I finally decided to hire a coach (about this time last year). It was the best decision I've ever made (in the context of cycling). A good coach will be able to monitor your fitness on an ongoing basis, and help you with setting up (and making adjustments to) a plan that will help you with your goals. They will also help you peak for events, and time your rest (transition/adaptation) and to keep your physical and mental energy levels up. The one caveat is, they aren't miracle workers. You have to stick to the plan. If you habitually miss workouts, you and your coach will always be playing catch up, and things can get chaotic.

As a result, my FTP went from 265 to 325 in about 4 months. This was partially attributable to getting better at testing, but my fitness improved dramatically. My endurance has also improved dramatically. I cut an hour off of my time on a local hilly century this year. 

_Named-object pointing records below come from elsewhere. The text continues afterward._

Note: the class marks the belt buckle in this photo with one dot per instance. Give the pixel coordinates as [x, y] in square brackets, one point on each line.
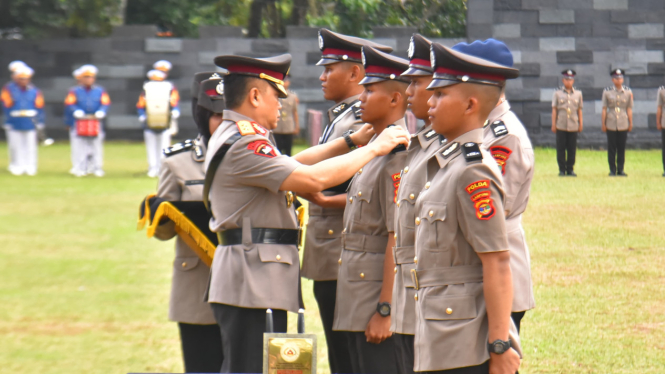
[414, 278]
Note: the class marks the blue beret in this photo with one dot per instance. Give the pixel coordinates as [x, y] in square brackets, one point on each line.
[490, 50]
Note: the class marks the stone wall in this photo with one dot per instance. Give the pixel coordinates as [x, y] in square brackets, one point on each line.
[124, 58]
[589, 36]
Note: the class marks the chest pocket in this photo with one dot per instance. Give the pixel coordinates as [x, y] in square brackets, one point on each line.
[435, 226]
[362, 196]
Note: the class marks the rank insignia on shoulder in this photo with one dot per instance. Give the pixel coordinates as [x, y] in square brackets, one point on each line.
[262, 148]
[245, 128]
[178, 148]
[499, 128]
[472, 152]
[450, 149]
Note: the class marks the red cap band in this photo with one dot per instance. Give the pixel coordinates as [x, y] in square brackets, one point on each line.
[341, 52]
[254, 70]
[491, 77]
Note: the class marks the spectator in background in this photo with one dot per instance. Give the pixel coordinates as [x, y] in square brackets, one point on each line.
[288, 125]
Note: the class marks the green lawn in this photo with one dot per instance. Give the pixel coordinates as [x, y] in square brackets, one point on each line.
[81, 291]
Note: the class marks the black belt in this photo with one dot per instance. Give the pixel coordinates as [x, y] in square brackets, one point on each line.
[261, 236]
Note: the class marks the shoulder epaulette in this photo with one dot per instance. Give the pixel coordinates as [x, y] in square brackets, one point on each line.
[499, 128]
[179, 147]
[472, 152]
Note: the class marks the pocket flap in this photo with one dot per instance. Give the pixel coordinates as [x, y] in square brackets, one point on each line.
[276, 253]
[186, 263]
[365, 271]
[433, 211]
[450, 307]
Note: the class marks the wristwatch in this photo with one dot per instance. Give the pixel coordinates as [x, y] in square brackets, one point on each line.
[498, 346]
[383, 309]
[347, 139]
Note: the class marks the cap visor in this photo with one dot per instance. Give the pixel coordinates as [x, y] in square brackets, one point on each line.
[414, 72]
[440, 83]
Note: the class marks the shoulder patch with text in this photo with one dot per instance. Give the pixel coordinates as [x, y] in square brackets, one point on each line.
[501, 155]
[262, 148]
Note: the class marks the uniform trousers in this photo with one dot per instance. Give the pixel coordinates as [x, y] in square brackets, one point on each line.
[155, 142]
[284, 143]
[91, 153]
[201, 348]
[368, 358]
[404, 353]
[325, 293]
[483, 368]
[242, 336]
[23, 150]
[74, 146]
[616, 150]
[566, 147]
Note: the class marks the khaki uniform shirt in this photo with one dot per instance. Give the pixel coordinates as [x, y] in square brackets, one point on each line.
[369, 217]
[567, 104]
[286, 123]
[323, 243]
[508, 142]
[181, 179]
[660, 103]
[403, 306]
[616, 103]
[244, 194]
[459, 215]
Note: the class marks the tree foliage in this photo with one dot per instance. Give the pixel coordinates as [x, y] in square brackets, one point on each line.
[261, 18]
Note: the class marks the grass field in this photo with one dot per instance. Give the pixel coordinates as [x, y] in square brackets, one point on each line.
[82, 292]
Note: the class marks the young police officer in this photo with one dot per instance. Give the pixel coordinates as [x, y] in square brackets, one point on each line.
[341, 58]
[462, 276]
[365, 280]
[256, 264]
[426, 141]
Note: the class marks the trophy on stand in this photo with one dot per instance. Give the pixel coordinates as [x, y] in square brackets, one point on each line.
[288, 353]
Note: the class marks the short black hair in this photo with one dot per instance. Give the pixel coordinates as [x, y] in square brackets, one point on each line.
[236, 87]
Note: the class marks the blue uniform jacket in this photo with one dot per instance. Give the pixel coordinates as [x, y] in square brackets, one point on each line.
[16, 101]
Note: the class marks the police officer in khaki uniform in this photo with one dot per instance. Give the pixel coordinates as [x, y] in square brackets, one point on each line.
[256, 265]
[505, 137]
[567, 122]
[462, 278]
[422, 146]
[365, 278]
[617, 121]
[341, 58]
[181, 179]
[660, 115]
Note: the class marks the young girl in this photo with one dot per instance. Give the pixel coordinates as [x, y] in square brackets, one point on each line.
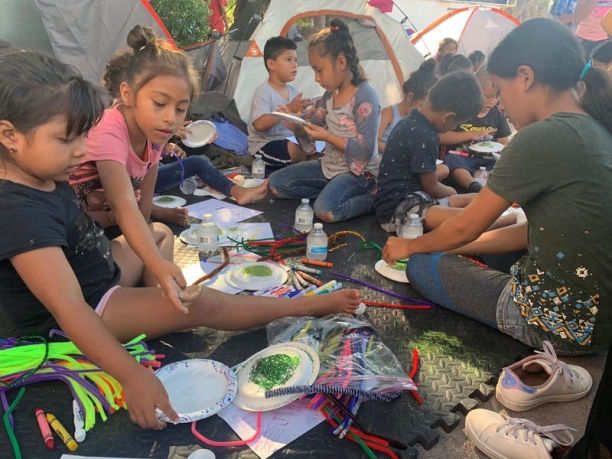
[153, 85]
[558, 168]
[346, 119]
[56, 266]
[415, 90]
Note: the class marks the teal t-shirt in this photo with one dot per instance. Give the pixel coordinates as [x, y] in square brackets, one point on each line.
[560, 171]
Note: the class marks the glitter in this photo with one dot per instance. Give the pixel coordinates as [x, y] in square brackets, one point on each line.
[273, 371]
[257, 271]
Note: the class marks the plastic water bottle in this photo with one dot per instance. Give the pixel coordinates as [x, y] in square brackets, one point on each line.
[316, 243]
[258, 168]
[413, 228]
[208, 235]
[481, 175]
[304, 215]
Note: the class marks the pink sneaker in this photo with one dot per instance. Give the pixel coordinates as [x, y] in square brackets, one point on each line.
[502, 437]
[540, 379]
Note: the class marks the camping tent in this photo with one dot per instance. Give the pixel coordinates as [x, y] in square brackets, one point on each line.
[384, 49]
[476, 28]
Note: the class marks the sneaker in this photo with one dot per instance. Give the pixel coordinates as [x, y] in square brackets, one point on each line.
[502, 437]
[540, 379]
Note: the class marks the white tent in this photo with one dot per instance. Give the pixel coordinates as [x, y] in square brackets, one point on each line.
[384, 49]
[477, 28]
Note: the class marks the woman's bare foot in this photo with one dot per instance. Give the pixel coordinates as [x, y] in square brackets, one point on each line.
[248, 195]
[341, 301]
[177, 215]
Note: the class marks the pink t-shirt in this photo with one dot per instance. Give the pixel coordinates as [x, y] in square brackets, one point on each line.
[110, 140]
[590, 28]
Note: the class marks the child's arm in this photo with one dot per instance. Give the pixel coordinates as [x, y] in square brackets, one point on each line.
[59, 290]
[431, 186]
[132, 220]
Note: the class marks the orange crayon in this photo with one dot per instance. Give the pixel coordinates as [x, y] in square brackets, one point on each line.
[45, 430]
[61, 432]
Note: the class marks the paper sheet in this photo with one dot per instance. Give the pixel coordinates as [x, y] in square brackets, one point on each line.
[278, 427]
[222, 212]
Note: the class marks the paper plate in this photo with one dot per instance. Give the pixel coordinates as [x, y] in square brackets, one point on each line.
[255, 276]
[197, 388]
[288, 117]
[487, 147]
[190, 235]
[302, 369]
[204, 132]
[168, 201]
[398, 275]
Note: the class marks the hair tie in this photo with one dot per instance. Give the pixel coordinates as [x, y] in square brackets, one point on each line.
[585, 70]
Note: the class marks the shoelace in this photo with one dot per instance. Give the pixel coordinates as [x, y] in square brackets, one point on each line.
[550, 355]
[559, 433]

An added benefit is also that you will learn a lot about how the process works, and how to best use it for your personal physiology.


----------



## Fajita Dave (Dec 1, 2015)

I did already look into getting a coach and it was actually more affordable than I expected. Its still not an expense that I can add on to everything else right now.


----------



## Alex_Simmons/RST (Jan 12, 2008)

Fajita Dave said:


> I did already look into getting a coach and it was actually more affordable than I expected. Its still not an expense that I can add on to everything else right now.


Most good coaching outfits have various levels of coaching support and service. I know ours range from approx US$80/month and up.

I know that can still be outside of many rider's budgets but just keep in mind the options.

We also have training plans which are a lower cost entry point.

There are other coaching businesses of course. If ever you do decide to go that route, then take some time to discuss with a potential coach to understand how they work, work out what you are expecting from them and assess whether they are suitable for you.


----------



## aclinjury (Sep 12, 2011)

Alex,
is sprinting prowess mostly genetics or is it trainable and how much?


----------



## Alex_Simmons/RST (Jan 12, 2008)

aclinjury said:


> Alex,
> is sprinting prowess mostly genetics or is it trainable and how much?


The physiological aspects of sprint performance (predominantly the relative mix of muscle fibre types) is largely genetic and in that sense sprinters are born, not made. 

Yes it is also trainable in that we can all do something to improve peak power outputs from 1 to 30 seconds but no matter what training he did, a rider like Chris Boardman would never become a rider like Chris Hoy. 

Sprinting in bike racing of course involves more than peak powers though, so learning to use the attributes you have is part of the craft of sprinting.

And there are different types of sprint scenarios - road, track, crit etc where a different mix of factors are in play. Aero, power, mass, timing, drafting, positioning craft, saving energy in the lead up, tactics and so on.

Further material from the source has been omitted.